Quite interesting. BCIF, JPEG2000 and JPEG-LS all beat PNG by a significant margin in all tests that I’ve seen before. And now they got beaten by it. I guess there is a merit in naming the file format “Portable Network Graphics”.
By looking at fragmentary test results of other people I expected webpll to be rather pale in comparison, but it leads the pack with a big margin. 21.9% over the second, to be precise.
Let’s look into more details.
One picture is worth 1000 words:
But sometimes needs explaining. Oh well.
The files are sorted by their original sizes, on the left are the small and on the right are the big. Each line represents a compressor. The y-axis is compression ratio, the smaller the better.
Both axes have logarithmic scales. Also, to make it readable I applied a low-pass filter to the data.
As you can see, except for files < 1 KB, the distance between optimized PNG and webpll is quite constant. The other formats are very bad with small images and improve all the way when sizes grow. At roughly 256 KB BCIF is the strongest of the pack, ex-equo with webpll.
Part of the disconnection between webpll and the rest is file format complexity. Let's look at the smallest image size that I got in each format:
webpll: 6 B
PNG: 68 B
JPEG-LS: 38 B
JPEG2000: 287 B
BCIF: 134 B.
When compressing 1-pixel files, 280 B overhead is something.
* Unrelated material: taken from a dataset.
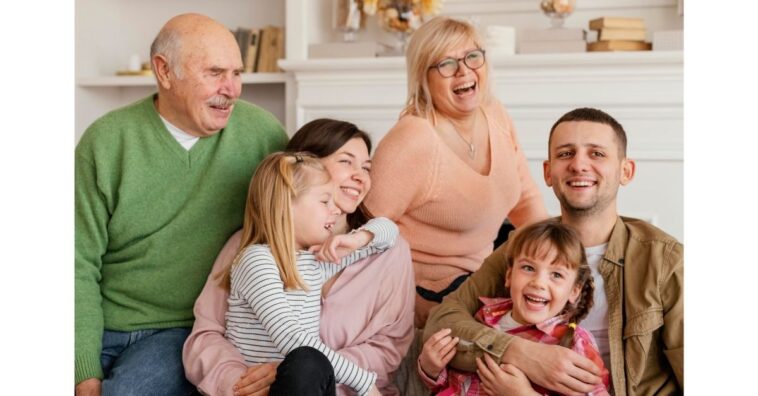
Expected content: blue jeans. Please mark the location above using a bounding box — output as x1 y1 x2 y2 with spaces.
100 328 195 396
Though it should be noted that HTTP protocol has some overhead too and differences in performance would be much lower (I guess that practically none). Still, JPEG2000 overhead (assuming it's constant over all files) adds to over 1.6 MB over the entire dataset.
ADDED: Correction, my guess was wrong. People who know the stuff better then I do said that despite HTTP overhead, the minor changes still matter.
You can download full results here.
Summary:
There are 2 classes of image codecs, those that are web centric and that are not. The web-centric care little about speed (you can find some really extreme PNG optimization scripts), but are much stronger on web data. Wepb lossless worked well, it’s very slow but significantly stronger then anything else.